Since 1992, victims and their supporters have held weekly protests in front of Japan’s embassy in Seoul, requesting compensation and an apology from Japan. In December 2011, they held their 1,000th protest.
The issue of comfort women is becoming urgent because most of the surviving comfort women are well over 80 years old and may die before receiving compensation or an apology from Tokyo. In 2011, an estimated 16 former comfort women died. As of now, only 61 out of 234 women in South Korea’s government register of surviving victims of Japan’s sexual enslavement are alive.
Under the conservative social atmosphere of Korea that prevailed following the war, few comfort women wanted to be seen in public, making it hard to investigate the truth of the crimes against them. After being freed from Japan, most ran away from their families because of shame or tried to hide the fact that they worked as sex slaves. Investigations have later revealed that some of them got married, but could not have a baby or keep their marriages for a long time.
Kim’s case was not that different.
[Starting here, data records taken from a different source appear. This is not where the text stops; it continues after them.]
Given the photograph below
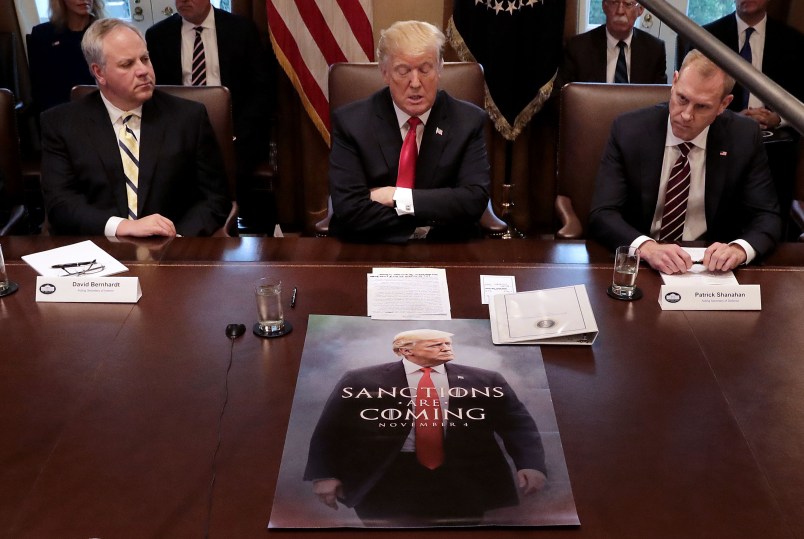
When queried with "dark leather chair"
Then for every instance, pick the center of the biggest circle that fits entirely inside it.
(218, 103)
(587, 111)
(463, 80)
(13, 214)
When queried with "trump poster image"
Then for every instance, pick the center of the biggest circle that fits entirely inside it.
(420, 424)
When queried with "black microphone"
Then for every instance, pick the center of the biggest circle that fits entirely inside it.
(234, 331)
However, she decided to fight back and went after the root of Japanese sex slavery by participating in several campaigns for human rights to let people worldwide know the truth about comfort women. She did so right after becoming a member of South Korea’s government register for surviving victims of Japan’s sexual enslavement in 1994.
Kim met with Amnesty International when the organization visited Korea to investigate in 2005. She also visited Japan several times to call for action from the Japanese government to deal with the comfort women issue.
Since her husband passed, Kim has been living by herself at a rented home in Tong-Young city. Her younger brother, who was her only family, died earlier this year. She has difficulty walking because of her knee joints, and her sight is also failing, making her unable to go out without help. This is why her donation to young students is seen as a hugely inspirational story to many South Koreans.